His campaign seemed to want to make clear to supporters that despite their concerns — whether about the contents of leaked emails from the Democratic National Committee that indicated some staffers there had been plotting against him, or the selection of Virginia Sen. Tim Kaine as Clinton's running mate — that Clinton is the obvious choice for November.
A Sanders campaign aide promised a speech touting Clinton's policies on key domestic issues, including the environment and health care.
Sanders said in an interview on ABC's "This Week" that he will use his speech to make the case for his "revolution" to continue.
"We have got to continue to get people involved in the political process at every level," Sanders said. "And that means not just the U.S. Senate but school board, at every level."
Sanders also plans to say that his movement is going to, "continue the fight to create a government which represents all of us, and not just the 1 percent — a government based on the principles of economic, social, racial and environmental justice," according to the aide.
The Sanders campaign did claim victory Saturday night with an agreement to establish a commission designed to curtail the power of super delegates.
The deal prevents what could have been a complicated floor fight at Wells Fargo Arena on Monday.
"This is a tremendous victory for Senator Sanders' fight to democratize the Democratic Party and reform the Democratic nominating process," Jeff Weaver, Sanders' campaign manager, said of the commission on superdelegates. "We were pleased to work with the Clinton campaign to enact this historic commission."
As proposed, the commission would feature appointees from both campaigns, as well as the Democratic National Committee.

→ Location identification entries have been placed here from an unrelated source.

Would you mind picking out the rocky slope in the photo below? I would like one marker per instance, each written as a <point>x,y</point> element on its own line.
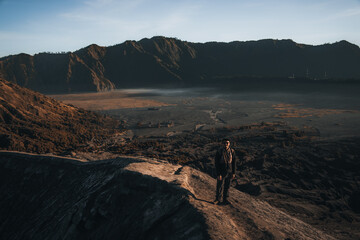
<point>32,122</point>
<point>314,180</point>
<point>129,198</point>
<point>169,62</point>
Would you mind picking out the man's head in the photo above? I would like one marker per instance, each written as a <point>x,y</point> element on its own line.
<point>226,143</point>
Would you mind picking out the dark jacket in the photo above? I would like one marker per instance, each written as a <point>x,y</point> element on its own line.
<point>222,167</point>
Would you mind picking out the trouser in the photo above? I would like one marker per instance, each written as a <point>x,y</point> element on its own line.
<point>222,187</point>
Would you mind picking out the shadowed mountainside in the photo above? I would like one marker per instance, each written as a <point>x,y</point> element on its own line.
<point>169,62</point>
<point>32,122</point>
<point>129,198</point>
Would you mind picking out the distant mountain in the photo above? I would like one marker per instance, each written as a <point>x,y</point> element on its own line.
<point>32,122</point>
<point>169,62</point>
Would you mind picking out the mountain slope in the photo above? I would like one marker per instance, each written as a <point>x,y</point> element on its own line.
<point>129,198</point>
<point>30,121</point>
<point>169,62</point>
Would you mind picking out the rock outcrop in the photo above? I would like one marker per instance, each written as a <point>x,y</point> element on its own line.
<point>129,198</point>
<point>32,122</point>
<point>169,62</point>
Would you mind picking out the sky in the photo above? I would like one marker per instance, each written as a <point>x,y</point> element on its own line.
<point>34,26</point>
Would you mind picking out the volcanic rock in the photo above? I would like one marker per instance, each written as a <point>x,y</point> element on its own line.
<point>129,198</point>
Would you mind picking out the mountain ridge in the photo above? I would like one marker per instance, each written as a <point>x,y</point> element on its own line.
<point>170,62</point>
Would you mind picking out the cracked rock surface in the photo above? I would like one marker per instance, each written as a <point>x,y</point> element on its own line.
<point>46,197</point>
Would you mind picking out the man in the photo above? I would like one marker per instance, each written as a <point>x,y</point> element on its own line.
<point>225,165</point>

"We haven't completely eliminated superdelegates, so this fight is not over. But a guaranteed recommendation of two-thirds fewer superdelegates is a major step, and one that I'm excited to continue building on in future years," said rules committee member Aaron Regunberg, a state lawmaker from Rhode Island who had pushed an effort to completely eliminate the use of superdelegates.
The coming together on reducing the number of party insiders who get to cast votes as delegates without being bound to election results tracks well with the news reported by CNN that Democratic National Committee chairwoman Debbie Wasserman Schultz is expected to no longer have a leading role on the convention stage.
Wasserman Schultz has long been criticized by supporters of Sanders over concerns the DNC put a thumb on the scale in favor of Clinton during the primary process, and the deluge of internal emails released by Wikileaks only added fuel to that fire.
Sanders said Sunday that Wasserman Schultz should step down.
“I think she should resign. Period," Sanders told ABC. "And i think we need a new chair who is going to lead us in a different direction.”
Bridget Bowman contributed to this report.